In 1943, the Nobel committee received a single nomination for the Nobel Prize in Physiology or Medicine for Fleming and Florey from the British biochemist Rudolph Peters. The secretary of the Nobel committee, Göran Liljestrand, made an assessment of Fleming and Florey in the same year, but little was known about penicillin in Sweden at the time, and he concluded that more information was required. The following year, there was one nomination for Fleming alone and one for Fleming, Florey and Chain. Liljestrand and Nanna Svartz considered their work, and while both judged Fleming and Florey equally worthy of a Nobel Prize, the Nobel committee was divided, and decided to award the prize that year to Joseph Erlanger and Herbert S. Gasser instead.
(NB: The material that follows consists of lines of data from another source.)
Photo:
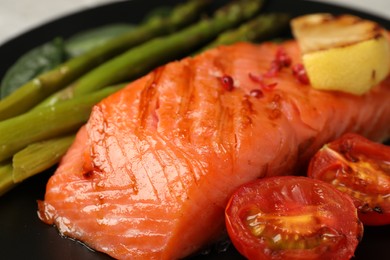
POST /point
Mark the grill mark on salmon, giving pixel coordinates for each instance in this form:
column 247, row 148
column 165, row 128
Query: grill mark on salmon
column 149, row 175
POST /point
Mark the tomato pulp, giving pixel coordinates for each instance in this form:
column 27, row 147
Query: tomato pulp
column 292, row 218
column 360, row 168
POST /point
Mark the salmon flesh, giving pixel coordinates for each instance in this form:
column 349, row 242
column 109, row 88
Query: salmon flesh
column 149, row 175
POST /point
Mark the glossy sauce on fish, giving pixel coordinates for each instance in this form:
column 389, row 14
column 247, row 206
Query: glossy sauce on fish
column 149, row 175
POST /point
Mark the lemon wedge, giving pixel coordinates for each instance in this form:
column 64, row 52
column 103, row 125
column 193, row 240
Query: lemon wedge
column 342, row 53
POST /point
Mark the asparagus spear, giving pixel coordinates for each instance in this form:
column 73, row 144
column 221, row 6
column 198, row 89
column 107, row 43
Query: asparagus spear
column 39, row 156
column 6, row 181
column 259, row 28
column 44, row 85
column 47, row 122
column 144, row 57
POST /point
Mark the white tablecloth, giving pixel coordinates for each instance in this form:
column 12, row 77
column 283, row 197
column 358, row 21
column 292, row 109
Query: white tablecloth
column 17, row 16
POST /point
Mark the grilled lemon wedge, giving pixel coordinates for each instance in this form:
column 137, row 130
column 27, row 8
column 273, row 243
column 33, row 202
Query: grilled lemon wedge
column 342, row 53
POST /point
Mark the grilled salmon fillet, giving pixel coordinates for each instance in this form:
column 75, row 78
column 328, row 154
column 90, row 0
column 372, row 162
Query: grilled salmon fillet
column 149, row 175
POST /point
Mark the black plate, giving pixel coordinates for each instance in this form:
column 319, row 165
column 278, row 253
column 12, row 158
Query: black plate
column 24, row 236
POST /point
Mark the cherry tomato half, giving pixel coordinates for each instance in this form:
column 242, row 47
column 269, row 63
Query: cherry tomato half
column 292, row 218
column 360, row 168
In 1945 there were a large number of nominations for Florey and Fleming or both, and one for Chain, from Liljestrand, who nominated all three. Liljestrand noted that thirteen of the first sixteen nominations that came in mentioned Fleming, but only three mentioned him alone. This time evaluations were made by Liljestrand, Sven Hellerström and Anders Kristenson, who endorsed all three. The Nobel Assembly at the Karolinska Institute considered awarding half to Fleming and one-quarter each to Florey and Chain, but in the end decided to divide it equally three ways. On 25 October 1945, it announced that Fleming, Florey and Chain equally shared the 1945 Nobel Prize in Physiology or Medicine "for the discovery of penicillin and its curative effect in various infectious diseases."